McELHATTAN - The Clinton County Solid Waste Authority is looking to partner with a Berwick recycling firm to take tons of gas drilling-related plastic from the local waste stream.
SWA officials Jay Alexander and Mike Crist provided the authority members with an update on the project at Wednesday's meeting of the board.
The concept is a relatively new effort to reclaim marketable plastic by recycling the plastic liners used at the Marcellus shale gas well sites.
Alexander described the idea as a "promising new business venture" and said the first-of-its-kind partnership involves a new plant in Berwick created by Ultra-Poly, one of the largest recyclers of polyethylene and polypropylene plastic in North America.
Crist said the plant itself is a revived facility that had been used for other purposes in an earlier day. He said the materials are reduced to pellets, which are then sold to other recycling firms for use in the creation of new products, like plastic timbers and railroad ties.
"We've received some 2,100 tons from well sites including the plastic liners, and it's generated some $440,000 in income," Alexander said. "Some 320 tons of that is sent to Berwick."
Alexander said the material arrives in bulk at the landfill, is separated and is shipped to Berwick, which has become the closest plastics transport destination for the landfill.

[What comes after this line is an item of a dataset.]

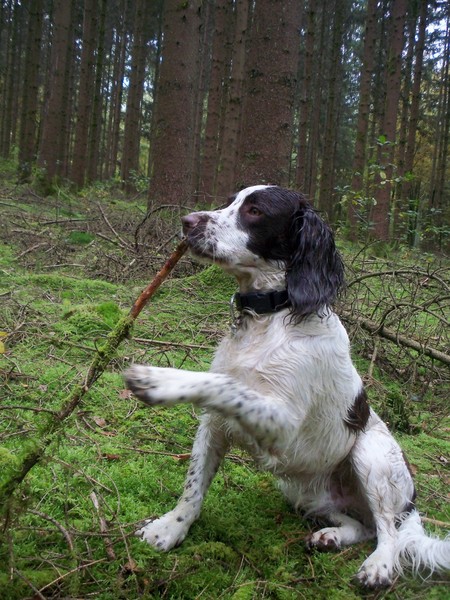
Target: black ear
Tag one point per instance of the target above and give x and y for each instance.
(315, 272)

"We're very hopeful about this," Alexander said. "We're tweaking things and just getting our feet wet in the process. Hopefully we'll chug along with a long term market to get rid of plastics that might otherwise fill up the landfill ... If things go well, we could lower the charges for the recyclable materials and develop the market for them."

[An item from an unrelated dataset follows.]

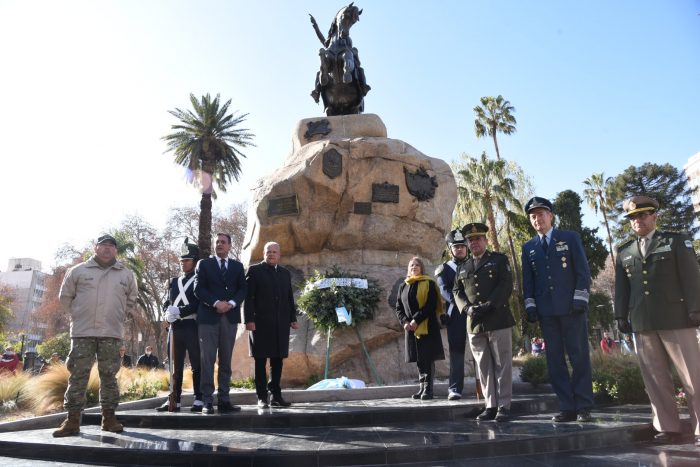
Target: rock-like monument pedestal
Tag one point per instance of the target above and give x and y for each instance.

Ultra-Poly, with partnering firm WellSpring, issued a press release indicating the new effort could take at least 20 million pounds a year of plastic well pad liner material out of the waste stream and turn it into new products.
About 100 million pounds of plastic were used for well pad liners by drillers in the Marcellus Shale region in 2011.
Most of that material is disposed of in landfills when it needs to be replaced or removed.
WellSpring has developed special equipment for separating well pad liners on site so the pieces form one well site can be trucked away for recycling in a single trailer load.
In the past, excavators ripped the liners into large sections and it took eight to 10 trips with roll-off containers to take sections from a single site to a landfill for disposal.
In that same release, Alexander is quoted as saying the landfill has been very active in looking for sustainable recycling opportunities, and this particular effort appears to be promising.
WellSpring and Ultra-Poly have invested roughly $4 million in research and development.